The value of environmental consultants going on site
In my first few months as a new graduate (now a sadly receding memory) one of the things that stood out was the leaving speech given by a highways engineer to mark his retirement after 40 years with the company. In his speech he mentioned his biggest regret in his career was a bypass scheme in the north of England, which he worked on as his first job when he joined the company, then subsequently reworked several times over when it sprung back to life as it became the political flavour of the moment and was at that very moment handing it over to someone else as it had landed back on his desk.
Sadly as consultants it is all too common to put blood, sweat and tears into a project that never makes it off the table and I am sure many of you have similar tales of deadlines and work streams that absolutely had to be completed by the first week after Christmas, only to see it now gather dust on a shelf somewhere.
So it was great to hear that the Norton Bridge Grade Separation Project, for which I led the EIA, was granted a Development Consent Order back in 2014 and was now just past the mid-point of construction. Recently I was fortunate enough to be given a guided tour of the site, a fantastic opportunity to see how all of those endless engineering plans I spent hours reviewing during the design phase translated on the ground.
The Norton Bridge scheme was the fourth Network Rail scheme to be granted a Development Consent Order, the consenting mechanism for Nationally Significant Infrastructure Projects (NSIPs) under the Infrastructure Planning Act (A previous article I authored gives some of the background to the consent process for new railways – link).
The project sought to resolve the last major bottleneck on the West Coast Main Line at Norton Bridge Junction by avoiding slow trains crossing the path of fast trains by creating a grade separation of the tracks at this location. The scheme itself required significant infrastructure and construction works which include three major pipeline diversions, 10km of new double track railway, a major highway diversion, twelve new bridges and four watercourse diversions.
In addition to the successful delivery of the Environmental Statement to support the consent application, Temple also provided significant input in to the development of the scheme design. The design phase of the scheme was awarded the highest ever interim CEEQUAL score of 97.4%, with the majority of scheme design highlights cited by CEEQUAL being items delivered by Temple (http://www.ceequal.com/awards_157.html).
When arriving on site the first thing that stood out was how well set up the site compound was. The car park and site offices were on a par with a permanent office development and not that of a construction site. I think when stakeholders imagine a site compound they may well picture a muddy patch of ground, a portacabin on its last legs and some scattered skips. When in reality for a modern construction site this could not be further from the truth. This sense of order was a theme that continued throughout the site.
Parallel rail and road overbridges over the diverted channel of the Meece Brook
At the time of the visit all of the bridge structures and associated watercourse diversions had been completed and earthworks were approximately 50% complete. The work that remained included the highway diversion, the remaining earthworks and the installation of the track infrastructure. The construction process had been progressing well and was a year ahead of programme.

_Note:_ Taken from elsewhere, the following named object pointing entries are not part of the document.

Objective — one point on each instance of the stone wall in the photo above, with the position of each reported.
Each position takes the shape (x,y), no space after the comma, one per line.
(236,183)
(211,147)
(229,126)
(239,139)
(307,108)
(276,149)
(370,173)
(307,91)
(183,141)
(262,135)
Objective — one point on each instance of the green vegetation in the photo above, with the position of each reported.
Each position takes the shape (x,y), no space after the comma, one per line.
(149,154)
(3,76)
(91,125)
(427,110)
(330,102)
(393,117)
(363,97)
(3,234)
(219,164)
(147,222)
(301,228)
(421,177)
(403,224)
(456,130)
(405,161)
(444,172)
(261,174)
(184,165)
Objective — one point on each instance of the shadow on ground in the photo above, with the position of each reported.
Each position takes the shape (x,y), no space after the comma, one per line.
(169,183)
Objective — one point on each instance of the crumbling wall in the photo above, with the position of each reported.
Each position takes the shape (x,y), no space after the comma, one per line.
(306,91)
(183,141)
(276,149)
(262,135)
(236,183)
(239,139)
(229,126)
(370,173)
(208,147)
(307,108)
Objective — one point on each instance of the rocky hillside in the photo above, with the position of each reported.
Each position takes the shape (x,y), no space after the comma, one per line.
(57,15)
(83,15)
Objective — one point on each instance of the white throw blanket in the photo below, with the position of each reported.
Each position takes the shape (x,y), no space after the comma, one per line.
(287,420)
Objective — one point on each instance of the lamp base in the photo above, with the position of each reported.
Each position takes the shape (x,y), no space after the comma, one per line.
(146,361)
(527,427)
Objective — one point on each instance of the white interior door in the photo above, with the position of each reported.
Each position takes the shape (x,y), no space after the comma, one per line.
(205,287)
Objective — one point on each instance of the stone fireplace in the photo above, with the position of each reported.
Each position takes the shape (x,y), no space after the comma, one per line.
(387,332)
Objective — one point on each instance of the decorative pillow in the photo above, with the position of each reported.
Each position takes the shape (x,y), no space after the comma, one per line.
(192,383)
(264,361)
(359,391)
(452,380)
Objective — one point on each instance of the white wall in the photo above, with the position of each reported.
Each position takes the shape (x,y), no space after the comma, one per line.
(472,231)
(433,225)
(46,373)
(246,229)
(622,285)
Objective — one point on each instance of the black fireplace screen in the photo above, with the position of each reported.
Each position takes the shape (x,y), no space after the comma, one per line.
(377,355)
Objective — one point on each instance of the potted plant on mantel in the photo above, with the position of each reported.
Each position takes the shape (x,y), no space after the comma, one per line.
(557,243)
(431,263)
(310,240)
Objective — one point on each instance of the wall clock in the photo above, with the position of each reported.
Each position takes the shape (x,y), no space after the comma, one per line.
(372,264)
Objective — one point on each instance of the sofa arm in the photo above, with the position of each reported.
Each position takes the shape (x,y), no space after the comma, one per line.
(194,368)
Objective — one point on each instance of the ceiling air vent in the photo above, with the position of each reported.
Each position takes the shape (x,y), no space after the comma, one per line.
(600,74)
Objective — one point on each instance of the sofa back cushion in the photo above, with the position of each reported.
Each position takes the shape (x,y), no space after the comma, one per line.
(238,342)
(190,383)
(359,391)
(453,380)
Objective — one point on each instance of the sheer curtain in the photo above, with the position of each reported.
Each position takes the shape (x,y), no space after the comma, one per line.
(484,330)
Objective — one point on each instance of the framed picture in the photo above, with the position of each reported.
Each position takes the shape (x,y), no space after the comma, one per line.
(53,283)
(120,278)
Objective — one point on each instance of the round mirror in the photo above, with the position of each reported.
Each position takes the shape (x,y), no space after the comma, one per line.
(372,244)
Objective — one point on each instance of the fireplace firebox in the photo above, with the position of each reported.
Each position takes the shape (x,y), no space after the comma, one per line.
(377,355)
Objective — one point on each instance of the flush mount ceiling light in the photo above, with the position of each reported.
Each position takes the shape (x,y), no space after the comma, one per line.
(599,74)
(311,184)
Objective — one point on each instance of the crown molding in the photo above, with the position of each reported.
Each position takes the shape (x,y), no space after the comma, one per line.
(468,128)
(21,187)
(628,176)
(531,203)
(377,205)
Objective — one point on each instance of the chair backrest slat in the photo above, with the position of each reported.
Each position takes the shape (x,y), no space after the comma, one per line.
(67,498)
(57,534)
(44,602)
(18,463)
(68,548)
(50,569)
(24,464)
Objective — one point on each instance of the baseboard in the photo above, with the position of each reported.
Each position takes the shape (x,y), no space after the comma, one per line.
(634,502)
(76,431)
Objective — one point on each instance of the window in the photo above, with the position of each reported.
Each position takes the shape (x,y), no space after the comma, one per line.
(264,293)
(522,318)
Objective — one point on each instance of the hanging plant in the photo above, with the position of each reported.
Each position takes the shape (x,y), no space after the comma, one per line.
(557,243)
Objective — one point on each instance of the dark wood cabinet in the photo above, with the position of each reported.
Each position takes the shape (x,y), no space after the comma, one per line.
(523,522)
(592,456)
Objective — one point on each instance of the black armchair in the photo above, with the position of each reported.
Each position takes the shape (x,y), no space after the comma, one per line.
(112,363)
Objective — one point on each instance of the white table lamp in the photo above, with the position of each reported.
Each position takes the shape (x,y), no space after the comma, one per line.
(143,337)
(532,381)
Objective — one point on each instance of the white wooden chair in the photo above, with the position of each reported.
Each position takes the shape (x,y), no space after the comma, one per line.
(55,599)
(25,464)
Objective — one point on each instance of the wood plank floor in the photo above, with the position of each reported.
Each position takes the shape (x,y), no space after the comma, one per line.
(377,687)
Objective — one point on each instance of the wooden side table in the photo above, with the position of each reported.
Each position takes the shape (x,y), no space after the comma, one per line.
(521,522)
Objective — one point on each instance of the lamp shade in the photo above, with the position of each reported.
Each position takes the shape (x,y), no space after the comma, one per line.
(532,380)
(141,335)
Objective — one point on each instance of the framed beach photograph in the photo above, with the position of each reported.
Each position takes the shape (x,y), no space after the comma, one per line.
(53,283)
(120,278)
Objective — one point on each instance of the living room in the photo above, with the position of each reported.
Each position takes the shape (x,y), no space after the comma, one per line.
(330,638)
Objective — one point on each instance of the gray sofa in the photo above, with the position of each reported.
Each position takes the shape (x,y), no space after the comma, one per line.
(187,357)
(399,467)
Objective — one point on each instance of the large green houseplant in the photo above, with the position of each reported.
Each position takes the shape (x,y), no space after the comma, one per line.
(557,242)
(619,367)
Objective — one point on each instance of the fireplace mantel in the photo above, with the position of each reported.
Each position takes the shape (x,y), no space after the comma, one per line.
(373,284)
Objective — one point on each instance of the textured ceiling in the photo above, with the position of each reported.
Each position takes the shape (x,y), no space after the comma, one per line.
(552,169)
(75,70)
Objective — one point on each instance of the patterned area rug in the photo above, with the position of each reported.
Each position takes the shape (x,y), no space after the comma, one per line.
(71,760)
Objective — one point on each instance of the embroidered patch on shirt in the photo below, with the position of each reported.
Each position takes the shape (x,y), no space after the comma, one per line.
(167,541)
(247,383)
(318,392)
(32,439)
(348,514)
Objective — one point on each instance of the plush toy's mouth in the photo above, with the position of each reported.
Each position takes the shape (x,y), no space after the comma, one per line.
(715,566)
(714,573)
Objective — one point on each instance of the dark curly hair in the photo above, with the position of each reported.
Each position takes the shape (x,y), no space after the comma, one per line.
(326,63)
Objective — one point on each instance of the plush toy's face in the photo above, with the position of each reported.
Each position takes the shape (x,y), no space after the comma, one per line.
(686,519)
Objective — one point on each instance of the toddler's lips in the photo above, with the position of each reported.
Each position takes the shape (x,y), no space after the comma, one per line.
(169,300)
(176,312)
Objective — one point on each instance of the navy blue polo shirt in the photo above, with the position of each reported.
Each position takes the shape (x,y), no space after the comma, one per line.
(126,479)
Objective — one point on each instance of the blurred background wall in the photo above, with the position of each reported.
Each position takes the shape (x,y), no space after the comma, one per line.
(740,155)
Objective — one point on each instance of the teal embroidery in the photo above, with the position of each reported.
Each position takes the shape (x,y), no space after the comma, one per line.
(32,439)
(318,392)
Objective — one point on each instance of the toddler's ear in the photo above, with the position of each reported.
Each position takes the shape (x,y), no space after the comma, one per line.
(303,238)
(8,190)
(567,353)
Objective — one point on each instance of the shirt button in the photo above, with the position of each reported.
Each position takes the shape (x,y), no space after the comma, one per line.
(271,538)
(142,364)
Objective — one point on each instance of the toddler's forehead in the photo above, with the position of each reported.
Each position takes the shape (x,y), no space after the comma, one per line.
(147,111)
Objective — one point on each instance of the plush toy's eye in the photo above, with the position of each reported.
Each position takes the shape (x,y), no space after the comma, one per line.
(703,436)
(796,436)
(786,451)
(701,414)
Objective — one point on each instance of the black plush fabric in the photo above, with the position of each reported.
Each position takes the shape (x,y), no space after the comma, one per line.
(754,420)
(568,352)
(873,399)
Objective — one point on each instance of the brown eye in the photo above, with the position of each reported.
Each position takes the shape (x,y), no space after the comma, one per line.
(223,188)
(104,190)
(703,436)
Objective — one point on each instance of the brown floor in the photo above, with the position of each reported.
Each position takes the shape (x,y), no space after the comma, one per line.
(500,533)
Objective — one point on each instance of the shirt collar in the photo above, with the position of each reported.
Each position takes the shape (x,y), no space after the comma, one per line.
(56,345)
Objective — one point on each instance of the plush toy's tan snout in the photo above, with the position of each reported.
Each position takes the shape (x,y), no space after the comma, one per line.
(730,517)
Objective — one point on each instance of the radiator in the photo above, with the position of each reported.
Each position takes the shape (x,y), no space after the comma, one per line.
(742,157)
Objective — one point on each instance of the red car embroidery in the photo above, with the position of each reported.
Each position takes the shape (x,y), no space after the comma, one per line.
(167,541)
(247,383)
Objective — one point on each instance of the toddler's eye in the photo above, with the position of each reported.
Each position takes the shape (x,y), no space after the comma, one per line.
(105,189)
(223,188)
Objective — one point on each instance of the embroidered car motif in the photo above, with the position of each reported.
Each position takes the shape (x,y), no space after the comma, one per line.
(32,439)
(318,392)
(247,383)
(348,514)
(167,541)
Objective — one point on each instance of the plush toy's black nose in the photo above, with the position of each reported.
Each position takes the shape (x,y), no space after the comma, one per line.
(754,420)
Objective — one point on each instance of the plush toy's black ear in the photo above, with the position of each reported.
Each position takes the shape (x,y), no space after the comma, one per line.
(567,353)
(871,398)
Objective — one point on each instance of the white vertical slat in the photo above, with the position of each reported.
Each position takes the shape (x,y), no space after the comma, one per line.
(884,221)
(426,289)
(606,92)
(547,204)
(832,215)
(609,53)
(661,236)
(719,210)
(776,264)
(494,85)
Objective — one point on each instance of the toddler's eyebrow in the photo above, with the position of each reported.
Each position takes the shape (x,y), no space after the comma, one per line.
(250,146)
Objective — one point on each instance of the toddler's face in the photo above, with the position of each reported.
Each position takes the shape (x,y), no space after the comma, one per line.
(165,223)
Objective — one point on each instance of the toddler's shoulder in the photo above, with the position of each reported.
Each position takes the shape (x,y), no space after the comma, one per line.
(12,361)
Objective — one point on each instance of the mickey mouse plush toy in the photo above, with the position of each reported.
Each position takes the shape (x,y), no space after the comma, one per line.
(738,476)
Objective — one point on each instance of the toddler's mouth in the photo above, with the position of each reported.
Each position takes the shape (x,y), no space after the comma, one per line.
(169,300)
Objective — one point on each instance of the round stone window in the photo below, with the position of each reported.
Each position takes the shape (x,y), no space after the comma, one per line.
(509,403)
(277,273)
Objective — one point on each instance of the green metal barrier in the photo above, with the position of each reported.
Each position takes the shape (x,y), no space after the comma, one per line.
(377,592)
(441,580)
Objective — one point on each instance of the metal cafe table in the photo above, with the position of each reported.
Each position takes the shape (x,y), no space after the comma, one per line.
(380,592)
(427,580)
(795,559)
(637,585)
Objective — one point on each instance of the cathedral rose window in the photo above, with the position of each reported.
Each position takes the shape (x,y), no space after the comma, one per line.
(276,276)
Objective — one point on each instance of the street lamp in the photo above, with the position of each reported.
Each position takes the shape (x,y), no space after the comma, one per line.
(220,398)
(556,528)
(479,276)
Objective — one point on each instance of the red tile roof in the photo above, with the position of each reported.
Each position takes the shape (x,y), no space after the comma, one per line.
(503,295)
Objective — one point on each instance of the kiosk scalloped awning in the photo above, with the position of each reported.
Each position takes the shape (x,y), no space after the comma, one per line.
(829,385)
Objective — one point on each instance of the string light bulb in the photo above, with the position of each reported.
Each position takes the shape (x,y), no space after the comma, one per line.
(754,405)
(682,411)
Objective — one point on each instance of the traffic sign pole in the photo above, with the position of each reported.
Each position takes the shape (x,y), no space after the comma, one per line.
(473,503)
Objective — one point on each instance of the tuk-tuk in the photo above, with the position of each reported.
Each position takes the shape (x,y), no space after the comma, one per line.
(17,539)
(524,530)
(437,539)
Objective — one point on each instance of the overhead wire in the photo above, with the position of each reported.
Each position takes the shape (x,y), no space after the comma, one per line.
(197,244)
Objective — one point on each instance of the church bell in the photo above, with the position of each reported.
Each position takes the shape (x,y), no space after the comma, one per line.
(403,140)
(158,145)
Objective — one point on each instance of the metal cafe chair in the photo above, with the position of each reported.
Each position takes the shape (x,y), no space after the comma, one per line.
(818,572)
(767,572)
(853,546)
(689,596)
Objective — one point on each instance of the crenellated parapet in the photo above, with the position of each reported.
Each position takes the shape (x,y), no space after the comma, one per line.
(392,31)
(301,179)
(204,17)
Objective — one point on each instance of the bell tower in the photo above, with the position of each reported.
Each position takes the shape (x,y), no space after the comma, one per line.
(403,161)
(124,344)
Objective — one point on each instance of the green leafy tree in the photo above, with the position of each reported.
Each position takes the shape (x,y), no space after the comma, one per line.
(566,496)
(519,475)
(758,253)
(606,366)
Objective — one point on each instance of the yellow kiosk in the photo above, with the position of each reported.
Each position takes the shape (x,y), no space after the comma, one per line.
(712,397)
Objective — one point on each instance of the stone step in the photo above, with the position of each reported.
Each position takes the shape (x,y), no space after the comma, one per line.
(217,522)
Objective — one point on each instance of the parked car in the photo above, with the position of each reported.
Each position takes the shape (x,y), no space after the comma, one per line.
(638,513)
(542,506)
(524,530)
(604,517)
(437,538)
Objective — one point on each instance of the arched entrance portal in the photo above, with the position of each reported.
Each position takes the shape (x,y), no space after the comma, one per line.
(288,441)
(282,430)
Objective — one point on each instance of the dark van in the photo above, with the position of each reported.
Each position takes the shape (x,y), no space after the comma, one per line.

To support the Environmental Statement Temple prepared a draft Construction Environmental Management Plan (CEMP) to form the link between the assessment and construction phases and to demonstrate the mechanism by which the mitigation identified through the EIA would be implemented. When speaking to one of the construction environmental management team it was satisfying to hear that the CEMP had successfully transitioned to the construction phase and had been continually updated and used to manage a range of issues on site.
One of the major issues Temple had to manage during the single option design and EIA phase was the sheer variety of ecology on site. A comprehensive range of ecological mitigation measures were required which consisted of a combination of design mitigation embedded in the scheme, construction mitigation delivered through the CEMP and ecological enhancements. A team of ecologists have been present on site throughout the construction phase in order to monitor and implement the various stages of mitigation.
A purpose built nature reserve was created at a local conference centre and retreat to enable the translocation of animals from construction areas prior to the commencement of works. Our site visit finished off with a quick visit to the reserve to see how it had established. Given the relatively short period since it was constructed the site seemed like it had been there for many years. It was certainly a pleasant spot to relax so it was understandable why the retreat were happy to be the recipients of the reserve.
Nature reserve constructed by the project to act as a translocation site
From a personal perspective the visit was extremely useful to gain an appreciation of the scale and logistics related to a major infrastructure project in construction. I think that for individuals undertaking EIAs the ability to experience at first hand a construction site is hugely beneficial and provides the background knowledge that can translate directly through to the assessment of construction impact.